Gen 49:2, 8-10; Matthew 1:1-17

Anyone who has attempted a family genealogy knows the treasures and puzzles waiting to be uncovered. Ancestors may include figures who validate claims to family importance or misfortune, even surprises about relatives we didn’t know we had. Bible genealogies were links to tribal membership and the privileges that went with it. Being listed in the genealogy was proof of descent and the right to promises made to its progenitor.  There are two genealogies in the Gospels, one in Matthew showing Jesus in the line of Abraham and the other in Luke going all the way back to Adam. 

Much is made of lineage as a credential in the New Testament.  Jesus’ critics are continually asking him who he is, where he is from, by what authority he is teaching. The evangelists are eager to show that he is of the line of David, why Joseph and Mary go to Bethlehem in Judea for the census, establishing his birthplace and his link to Judah, son of Jacob, son of Isaac, son of Abraham.

Matthew’s genealogy has royal links, but also mentions five women with stories of their own that reveal how mysterious was the path of succession that flowed into Jesus. Tamar, Rahab, Ruth and Bathsheba join Mary in the matrilineal line, adding intrigue to the long paternal and legal identity of Jesus.  Each name is worth researching as proof that the humanity of Jesus did not spring magically from a single divine intervention but was embedded in the long history of Israel and origins of the whole human race.

Jesus is one of us, not a visitor or a divine person in disguise, pretending to share our limitations or able to slip in and out of human vulnerability by retreating to higher awareness or control. Born of woman, under the law, he is subject to the full human condition, including suffering and temptation. St. Paul quotes an early hymn in Philippians 2:6-8 about Jesus, who “did not consider equality with God a thing to be grasped … but emptied himself, becoming a servant, subject to death, even death on the cross.”

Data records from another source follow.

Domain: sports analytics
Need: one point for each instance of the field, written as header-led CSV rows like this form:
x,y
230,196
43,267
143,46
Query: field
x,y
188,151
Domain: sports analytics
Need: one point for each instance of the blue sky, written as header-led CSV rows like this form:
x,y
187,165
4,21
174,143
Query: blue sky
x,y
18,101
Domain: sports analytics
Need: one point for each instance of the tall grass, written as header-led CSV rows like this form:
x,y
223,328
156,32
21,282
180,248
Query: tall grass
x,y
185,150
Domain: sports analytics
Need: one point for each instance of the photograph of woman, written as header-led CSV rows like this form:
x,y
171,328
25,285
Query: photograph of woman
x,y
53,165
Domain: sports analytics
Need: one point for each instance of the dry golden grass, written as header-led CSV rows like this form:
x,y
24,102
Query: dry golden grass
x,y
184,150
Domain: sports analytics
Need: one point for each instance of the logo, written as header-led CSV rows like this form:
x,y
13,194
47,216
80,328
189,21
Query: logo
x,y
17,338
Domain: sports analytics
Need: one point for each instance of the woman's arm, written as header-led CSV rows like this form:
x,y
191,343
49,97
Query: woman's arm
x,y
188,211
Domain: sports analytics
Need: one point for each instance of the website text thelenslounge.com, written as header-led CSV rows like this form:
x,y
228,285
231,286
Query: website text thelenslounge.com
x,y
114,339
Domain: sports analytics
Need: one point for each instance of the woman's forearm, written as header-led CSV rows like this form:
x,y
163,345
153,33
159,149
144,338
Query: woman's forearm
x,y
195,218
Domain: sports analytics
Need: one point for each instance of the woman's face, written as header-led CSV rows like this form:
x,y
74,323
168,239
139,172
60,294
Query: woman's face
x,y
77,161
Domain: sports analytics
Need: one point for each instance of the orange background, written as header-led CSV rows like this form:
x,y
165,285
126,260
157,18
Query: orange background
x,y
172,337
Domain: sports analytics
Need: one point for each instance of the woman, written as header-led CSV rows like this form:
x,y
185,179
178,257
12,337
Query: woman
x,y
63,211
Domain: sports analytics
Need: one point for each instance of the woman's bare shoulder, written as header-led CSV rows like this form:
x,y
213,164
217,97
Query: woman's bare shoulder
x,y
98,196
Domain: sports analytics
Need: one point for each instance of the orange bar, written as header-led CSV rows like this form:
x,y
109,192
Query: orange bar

The Incarnation we celebrate at Christmas is a focus of inexhaustible reflection about the meaning of both God and our own humanity.  The mystery of Jesus gave human genealogy the promise of divine life. His presence among us, his earthly life, death and resurrection, opened a new horizon for human longing and hope.  The already astonishing scope of our shared search for meaning and purpose in the universe is also an invitation to find the divine face gazing back at us, sustaining us and everything in existence.  The Word made flesh at Creation is the story of our progress through time toward the fullness of grace. The joy of Christmas is knowing just how wonderful we are.